US equities have risen strongly overnight on a series of positive reports on US-China trade talks, including reports that China might revamp its Made in China 2025 industrial policy.  The GBP has also recovered sharply, as the market anticipates that Theresa May will win a leadership challenge in a few hours’ time.  The NZD has fallen, despite a broadly weaker USD.

There is a risk-on tone to market moves over the past 24 hours, primarily due to more positive news on US-China trade.  Overnight, the WSJ reported that China was drafting a replacement for the Made in China 2025 policy and planning to allow greater access to its markets for foreign companies.  The Made in China policy aims to make China a leader in advanced manufacturing by 2025, across areas such as robotics and AI, but has led to US accusations that China has used intellectual property theft and forced technology transfer to achieve its goals.  It has been one of the sticking points in the US-China trade war, and a change in direction from China on this front would increase the chances that the two sides come to a trade agreement.  According to reports, China was considering delaying some of its targets to 2035 and put more focus on improving industry standards, with the new policy planned to be rolled out early next year.   Separately, President Trump told Reuters yesterday afternoon that he wouldn’t raise tariffs on Chinese imports until he finds out whether the two sides could reach a deal, adding that he would meet President Xi again if necessary to discuss trade.  And finally, Huawei’s CFO was granted bail in Canada, and Trump said he could intervene in that case if it would help achieve a trade deal with China. 
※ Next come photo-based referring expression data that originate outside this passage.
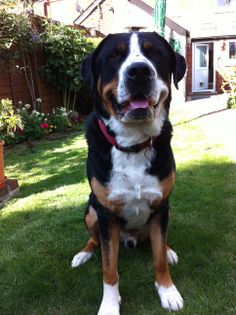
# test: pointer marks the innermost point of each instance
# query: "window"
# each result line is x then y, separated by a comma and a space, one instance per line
232, 50
223, 3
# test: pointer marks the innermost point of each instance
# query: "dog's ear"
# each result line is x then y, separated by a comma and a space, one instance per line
180, 68
86, 70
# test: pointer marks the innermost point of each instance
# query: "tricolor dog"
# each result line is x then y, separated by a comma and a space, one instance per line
130, 166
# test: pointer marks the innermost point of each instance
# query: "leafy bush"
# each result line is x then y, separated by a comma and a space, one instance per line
59, 120
229, 87
10, 121
33, 124
28, 125
65, 47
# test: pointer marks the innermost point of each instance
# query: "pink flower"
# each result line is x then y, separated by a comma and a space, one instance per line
20, 130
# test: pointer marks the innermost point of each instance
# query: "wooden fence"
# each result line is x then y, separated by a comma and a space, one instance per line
13, 84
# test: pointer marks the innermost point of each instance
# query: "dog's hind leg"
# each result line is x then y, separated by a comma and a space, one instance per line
91, 223
172, 257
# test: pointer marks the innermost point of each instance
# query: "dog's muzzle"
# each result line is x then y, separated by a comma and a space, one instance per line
138, 105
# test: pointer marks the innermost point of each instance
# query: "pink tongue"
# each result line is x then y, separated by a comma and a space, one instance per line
139, 104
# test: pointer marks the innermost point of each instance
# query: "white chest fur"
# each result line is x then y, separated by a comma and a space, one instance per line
131, 184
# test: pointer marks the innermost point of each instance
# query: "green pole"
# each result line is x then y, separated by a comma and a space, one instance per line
159, 16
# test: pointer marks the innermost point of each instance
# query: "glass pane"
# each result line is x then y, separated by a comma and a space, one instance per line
232, 50
202, 56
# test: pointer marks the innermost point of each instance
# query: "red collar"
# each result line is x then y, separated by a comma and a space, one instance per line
133, 148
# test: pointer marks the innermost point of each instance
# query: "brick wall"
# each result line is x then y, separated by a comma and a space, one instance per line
189, 69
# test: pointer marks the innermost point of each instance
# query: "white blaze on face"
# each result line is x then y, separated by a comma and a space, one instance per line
136, 55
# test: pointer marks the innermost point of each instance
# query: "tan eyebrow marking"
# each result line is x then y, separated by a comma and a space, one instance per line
147, 45
121, 47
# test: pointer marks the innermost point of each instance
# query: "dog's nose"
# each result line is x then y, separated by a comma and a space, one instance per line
139, 71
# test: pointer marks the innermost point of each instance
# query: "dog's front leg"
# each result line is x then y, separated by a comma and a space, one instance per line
169, 295
110, 240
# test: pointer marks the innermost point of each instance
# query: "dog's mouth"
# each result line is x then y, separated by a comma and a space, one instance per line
137, 108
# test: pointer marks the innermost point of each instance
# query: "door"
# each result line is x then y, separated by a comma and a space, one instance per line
201, 67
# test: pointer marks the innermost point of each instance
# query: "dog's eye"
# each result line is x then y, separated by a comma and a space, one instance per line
115, 55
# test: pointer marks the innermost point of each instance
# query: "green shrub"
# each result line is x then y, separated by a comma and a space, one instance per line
32, 122
65, 48
59, 120
10, 122
229, 87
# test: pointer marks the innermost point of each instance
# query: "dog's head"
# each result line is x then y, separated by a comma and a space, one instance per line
130, 75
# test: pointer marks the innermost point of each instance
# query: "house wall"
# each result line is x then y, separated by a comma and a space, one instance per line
222, 63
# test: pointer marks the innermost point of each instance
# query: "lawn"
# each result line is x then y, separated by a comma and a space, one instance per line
42, 229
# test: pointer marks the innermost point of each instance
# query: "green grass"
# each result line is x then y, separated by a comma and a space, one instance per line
43, 228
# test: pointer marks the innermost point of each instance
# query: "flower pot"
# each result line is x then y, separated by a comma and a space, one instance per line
2, 175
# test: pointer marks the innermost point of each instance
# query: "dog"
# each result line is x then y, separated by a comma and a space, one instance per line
130, 165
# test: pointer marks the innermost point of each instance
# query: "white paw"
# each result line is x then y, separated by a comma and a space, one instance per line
111, 300
172, 257
128, 241
109, 309
170, 298
80, 259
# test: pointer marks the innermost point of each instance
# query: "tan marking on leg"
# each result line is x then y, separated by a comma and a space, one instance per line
110, 253
91, 218
102, 193
159, 249
91, 224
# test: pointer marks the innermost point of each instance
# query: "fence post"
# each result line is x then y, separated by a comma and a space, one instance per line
8, 187
2, 175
US equities have moved sharply higher as a result, with the S&P500 up 1.6% and the NASDAQ over 2% higher.  The US 10 year Treasury yield has also increased to 2.91%, 3bps higher on the day, amidst the improvement in risk sentiment. 

In overnight economic data, US headline and core CPI met expectations, with the latter boosted by a surprisingly large increase in used car prices which may reverse in the months ahead.  There was a small increase in US rates after the CPI release.  Expectations for Fed tightening next year have increased somewhat, with the market now pricing one full hike for 2019. 

European equity indices were between 1.5% and 2.5% higher on the day, and also boosted by news that the Italian government would propose a 2.04% fiscal deficit target for next year to the European Commission (EC), down from the original 2.4%.  An EU official said that Italian PM Conte and EC President Juncker had made “good progress” over the budget talks.  Italian bond yields moved sharply lower, with the 10 year Italian yield falling 12bps to below 3%, its lowest level since late September.  Italian yields should continue to fall from here, as the government has shown it is sensitive to market pressure and willing to compromise with the EU.  The EUR has benefited from the Italian news, alongside the sharp move higher in the GBP, and is 0.6% higher on the day to 1.1380. 

The GBP is the best performing G10 currency, and is 1.2% higher to 1.2650, back to where it was trading on Monday.  Yesterday, Chairman of the 1922 Committee of backbenchers, Graham Brady, said the required 48 letters had been submitted to trigger a leadership vote in Theresa May, to be held at 9pm BST (10am NZT this morning).  Overnight, a large number of Conservative MPs have come out publicly to say they would back May, with Sky News reporting that the number had reached 171 (above the 159 needed for her to win).  The GBP has rebounded on the expectation May will survive the vote, with the betting markets now attributing close to a 90% chance that May will win.  Even if May wins, the margin of victory will still be important, with political commentators suggesting that a large number of votes against her (over 100) would undermine her credibility in the party and lead to calls for her to resign.  Either way, there are still plenty of obstacles to overcome in the Brexit process and it remains highly uncertain whether May will be able to secure parliamentary backing for her Brexit deal, assuming she survives. 

The NZD is the only currency in the G10 to fall against the USD overnight, and is down 0.25% to 0.6855 despite the more positive news on US-China trade relations.  The stark underperformance of the NZD overnight looks flow-related, but comes after a period where the NZD has made strong gains on all the major crosses.  The NZD/AUD fell 0.6% to 0.9490. 

NZ longer-dates government bond yields increased again yesterday, ahead of the release of the HYEFU today (and the accompanying release of the bond programme by New Zealand Debt Management).  The 10 year NZGB increased 3bps in yield, to 2.48%, despite the 10 year swap rate remaining unchanged.  We don’t have any reason to think the bond programme will change from what was released at the Budget back in May.  In the swaps market, the 2 year swap rate rose 2bps to 2.055% following profit-taking by investors on received positions.  The 90 day bank bill rate was unchanged at 1.98%, but there was a modest increase in FRA-OIS spreads in 2019.